I don’t want to be overly dramatic and say that this confidence saved my life, but who knows, maybe it did? I’ve taken guns, knives, brass knuckles, and other weapons off of people. I’ve been punched and kicked several times, had someone intentionally drive at me head on in their truck, had my life threatened more than a few times, and many other unfortunate and pointless moments of violence to deal with. So who knows? Maybe some of those individuals saw a short cop answering the call and thought they had a shot at me until they saw how I carried myself? It’s impossible to say, but I am sure that my confidence never hurt me on the job.

The confidence that I seemed to have gained through my Karate training has clearly served me. In fact, it helped me have the confidence to go into business for myself and start my own dojo. Working for myself is something that I had wanted to do for a very long time but I never seemed to have enough courage to do it. It’s not surprising that I finally did it after so many years of training.


If you speak to most people who have trained in Karate for a certain number of years, they will be able to relate to you some tangible ways in which their confidence has grown over the years as well. For me it was a way to stay safe in violent or potentially violent situations, and later believing in myself enough to start a business.
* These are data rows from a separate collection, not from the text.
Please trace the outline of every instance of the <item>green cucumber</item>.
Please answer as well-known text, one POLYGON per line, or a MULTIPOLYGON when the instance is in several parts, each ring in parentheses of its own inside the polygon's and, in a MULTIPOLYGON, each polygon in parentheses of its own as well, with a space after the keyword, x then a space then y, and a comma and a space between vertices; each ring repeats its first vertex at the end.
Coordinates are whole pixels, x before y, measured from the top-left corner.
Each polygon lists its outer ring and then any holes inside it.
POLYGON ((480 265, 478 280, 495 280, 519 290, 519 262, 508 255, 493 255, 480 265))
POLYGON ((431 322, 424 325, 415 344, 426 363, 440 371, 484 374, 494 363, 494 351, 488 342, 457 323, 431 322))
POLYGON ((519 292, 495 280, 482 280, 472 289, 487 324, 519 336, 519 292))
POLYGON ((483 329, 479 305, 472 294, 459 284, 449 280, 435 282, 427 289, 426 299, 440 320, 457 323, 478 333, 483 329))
I think it’s easy to see how you could apply this to yourself. Maybe you are a house builder and you lack the confidence to take on more challenging designs to construct? Maybe you are a school teacher and you want to implement a new learning project but you are too afraid that it might not go well? Maybe you are a health care professional and a patient walks in with a problem you have never dealt with before. You would need the confidence to be able to step back, analyze, and figure it out. Maybe you are a recent graduate and facing the job market for the first time? Or maybe you are looking to go to college soon and are afraid about leaving home and all of the unknowns you are about to face? Increased confidence can be a valuable asset to anyone.


How would you apply a surge of confidence in your life? What goals of yours seem too big to accomplish? What would you like to change in your life that you just feel like you can’t? As your days of Karate training turn into years training, I’m willing to bet that your unfulfilled dreams will seem much more of a reality than you ever thought possible.